Geographic Correlation Analysis With ArcGIS Online
One of the useful capabilities of GIS software is the ability to overlay multiple layers of data so you can observe where characteristics correlate with each other in space.
This tutorial will describe how to perform simple geographic correlation analysis with ArcGIS Online, and export data to Google Sheets for visualization. The example will use stroke incidence rates as the dependent variable and a variety of independent variables derived from stroke risk factors.
Stroke is a disease that affects the arteries leading to and within the brain. A stroke occurs when a blood vessel that carries oxygen and nutrients to the brain is either blocked by a clot or ruptures, resulting in failure of parts of the brain to get needed oxygen, and death of brain cells. Around 800,000 people in the USA have a stroke each year, and around 130,000 Americans are killed by stroke, making stroke the fifth leading cause of death in the United States (American Stroke Association 2018a; 2018b).
The symptoms of stroke vary in severity based on the scale of the blockage or hemmorage, as well as the specific location in the brain where that event occurs. Symptoms of stroke can include (American Stroke Association 2018a):
- Mild to severe paralysis
- Loss or impairment of speech and communication skills
- Memory loss
- Vision impairment or loss
- Emotional and behavioral changes
The risk factors for stroke are similar to those for heart disease, and stroke often has co-morbidity with other health conditions common in contemporary American life. Risk factors include (American Stroke Association 2018c):
- Diets high in saturated fats, trans fat, cholesterol, and sodium
- Physical inactivity
- High blood pressure
- Family history
This research will focus on geographic correlates of stroke in the United States.

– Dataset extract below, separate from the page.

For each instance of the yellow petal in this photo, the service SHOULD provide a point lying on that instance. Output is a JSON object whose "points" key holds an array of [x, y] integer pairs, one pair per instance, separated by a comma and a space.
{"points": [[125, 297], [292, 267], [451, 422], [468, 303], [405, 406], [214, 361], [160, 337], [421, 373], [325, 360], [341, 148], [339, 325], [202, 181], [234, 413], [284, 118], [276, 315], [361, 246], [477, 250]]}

While stroke is common throughout the country, there are especially high rates of stroke incidence in the "Stroke Belt," an area that encompasses a number of states of the old Confederacy in the southeast portion of the country (Wikipedia 2018).
American Stroke Association. 2018a. "About Stroke." Accessed 30 September 2018. http://www.strokeassociation.org/STROKEORG/AboutStroke/About-Stroke_UCM_308529_SubHomePage.jsp.
American Stroke Association. 2018b. "Impact of Stroke (Stroke statistics)." Accessed 30 September 2018. http://www.strokeassociation.org/STROKEORG/AboutStroke/Impact-of-Stroke-Stroke-statistics_UCM_310728_Article.jsp.
American Stroke Association. 2018c. "Stroke Risk." Accessed 27 October 2018. http://www.strokeassociation.org/STROKEORG/AboutStroke/UnderstandingRisk/Understanding-Stroke-Risk_UCM_308539_SubHomePage.jsp.
Wikipedia. 2018. "Stroke Belt." Accessed 30 September 2018. https://en.wikipedia.org/wiki/Stroke_Belt.
Questions and Hypotheses
Given a stereotypical association of many stroke risk factors with poverty, our first research question is: Do areas that have lower income also have higher stroke mortality?
Our hypothesis is that stroke mortality will be inversely correlated with median household income by state.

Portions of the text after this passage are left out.